Audio-to-video synchronization

Last updated

Audio-to-video synchronization (AV synchronization, also known as lip sync , or by the lack of it: lip-sync error, lip flap) refers to the relative timing of audio (sound) and video (image) parts during creation, post-production (mixing), transmission, reception and play-back processing. AV synchronization can be an issue in television, videoconferencing, or film.

Contents

In industry terminology, the lip-sync error is expressed as the amount of time the audio departs from perfect synchronization with the video where a positive time number indicates the audio leads the video and a negative number indicates the audio lags the video. [1] This terminology and standardization of the numeric lip-sync error is utilized in the professional broadcast industry as evidenced by the various professional papers, [2] standards such as ITU-R BT.1359-1, and other references below.

Digital or analog audio video streams or video files usually contain some sort of synchronization mechanism, either in the form of interleaved video and audio data or by explicit relative timestamping of data.

Sources of error

There are different ways in which the AV-sync can get incorrectly synchronized.
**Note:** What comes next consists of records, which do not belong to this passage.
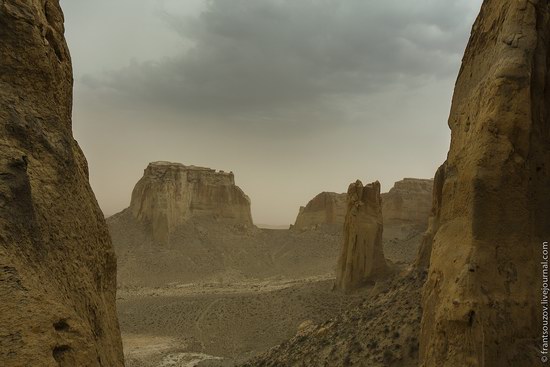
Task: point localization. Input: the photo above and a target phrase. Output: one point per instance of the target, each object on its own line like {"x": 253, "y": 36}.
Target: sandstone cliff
{"x": 57, "y": 266}
{"x": 408, "y": 201}
{"x": 481, "y": 301}
{"x": 425, "y": 250}
{"x": 170, "y": 194}
{"x": 362, "y": 257}
{"x": 327, "y": 208}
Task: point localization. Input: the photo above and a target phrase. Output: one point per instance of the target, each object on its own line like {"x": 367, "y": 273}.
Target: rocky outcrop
{"x": 409, "y": 201}
{"x": 170, "y": 194}
{"x": 57, "y": 266}
{"x": 327, "y": 208}
{"x": 481, "y": 306}
{"x": 424, "y": 252}
{"x": 362, "y": 257}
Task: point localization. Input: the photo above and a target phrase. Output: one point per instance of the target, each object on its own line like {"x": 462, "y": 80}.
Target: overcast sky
{"x": 294, "y": 96}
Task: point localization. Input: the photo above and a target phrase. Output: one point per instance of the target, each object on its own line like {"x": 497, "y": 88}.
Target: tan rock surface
{"x": 170, "y": 194}
{"x": 362, "y": 256}
{"x": 408, "y": 201}
{"x": 425, "y": 250}
{"x": 57, "y": 266}
{"x": 327, "y": 208}
{"x": 481, "y": 301}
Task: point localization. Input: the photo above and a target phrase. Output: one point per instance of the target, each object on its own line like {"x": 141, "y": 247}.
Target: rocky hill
{"x": 187, "y": 223}
{"x": 408, "y": 201}
{"x": 57, "y": 265}
{"x": 362, "y": 254}
{"x": 326, "y": 209}
{"x": 171, "y": 194}
{"x": 489, "y": 219}
{"x": 483, "y": 289}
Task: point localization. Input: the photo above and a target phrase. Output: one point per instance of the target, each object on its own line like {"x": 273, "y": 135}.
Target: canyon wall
{"x": 170, "y": 194}
{"x": 57, "y": 266}
{"x": 482, "y": 298}
{"x": 362, "y": 256}
{"x": 327, "y": 208}
{"x": 408, "y": 201}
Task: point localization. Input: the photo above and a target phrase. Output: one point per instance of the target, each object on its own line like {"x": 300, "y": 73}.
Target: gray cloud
{"x": 281, "y": 59}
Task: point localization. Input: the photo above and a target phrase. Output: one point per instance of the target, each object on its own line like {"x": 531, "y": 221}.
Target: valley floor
{"x": 217, "y": 324}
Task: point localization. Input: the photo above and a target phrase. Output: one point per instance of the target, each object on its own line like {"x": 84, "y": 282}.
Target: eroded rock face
{"x": 170, "y": 194}
{"x": 409, "y": 201}
{"x": 327, "y": 208}
{"x": 481, "y": 300}
{"x": 425, "y": 250}
{"x": 57, "y": 266}
{"x": 362, "y": 257}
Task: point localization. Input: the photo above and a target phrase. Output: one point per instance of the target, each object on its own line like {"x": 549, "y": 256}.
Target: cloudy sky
{"x": 295, "y": 96}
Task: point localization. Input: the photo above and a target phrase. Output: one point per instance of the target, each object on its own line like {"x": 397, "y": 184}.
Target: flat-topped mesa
{"x": 409, "y": 201}
{"x": 482, "y": 298}
{"x": 57, "y": 264}
{"x": 327, "y": 208}
{"x": 170, "y": 194}
{"x": 362, "y": 257}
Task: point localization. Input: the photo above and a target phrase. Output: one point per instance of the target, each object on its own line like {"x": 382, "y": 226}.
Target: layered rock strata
{"x": 57, "y": 266}
{"x": 362, "y": 256}
{"x": 408, "y": 201}
{"x": 170, "y": 194}
{"x": 327, "y": 208}
{"x": 482, "y": 297}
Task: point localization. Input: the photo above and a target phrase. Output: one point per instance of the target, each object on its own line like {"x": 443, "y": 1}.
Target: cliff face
{"x": 408, "y": 202}
{"x": 57, "y": 266}
{"x": 425, "y": 250}
{"x": 170, "y": 194}
{"x": 362, "y": 257}
{"x": 481, "y": 306}
{"x": 327, "y": 208}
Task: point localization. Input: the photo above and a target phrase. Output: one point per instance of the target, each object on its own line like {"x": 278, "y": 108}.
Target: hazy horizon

During creation AV-sync errors happen because of internal AV-sync error due to different signal processing delays between image and sound in video camera and microphone. The AV-sync delay is normally fixed. External AV-sync errors can occur if a microphone is placed far away from the sound source, the audio will be out of sync because the speed of sound is much lower than the speed of light. If the sound source is 340 meters from the microphone, then the sound arrives approximately 1 second later than the light. The AV-sync delay increases with distance. During mixing of video clips normally either the audio or video needs to be delayed so they are synchronized. The AV-sync delay is static but can vary with the individual clip. Video editing effects can delay video causing it to lag the audio.

Transmission (broadcasting), reception and playback that can get introduce AV-sync errors. A video camera with built-in microphones or line-in may not delay sound and video paths by the same amount. Solid-state video cameras (e.g. charge-coupled device (CCD) and CMOS image sensors) can delay the video signal by one or more frames. Audio and video signal processing circuitry exists with significant (and potentially non-constant) delays in television systems. Particular video signal processing circuitry that is widely used and contributes significant video delays include frame synchronizers, digital video effects processors, video noise reduction, format converters and compression systems.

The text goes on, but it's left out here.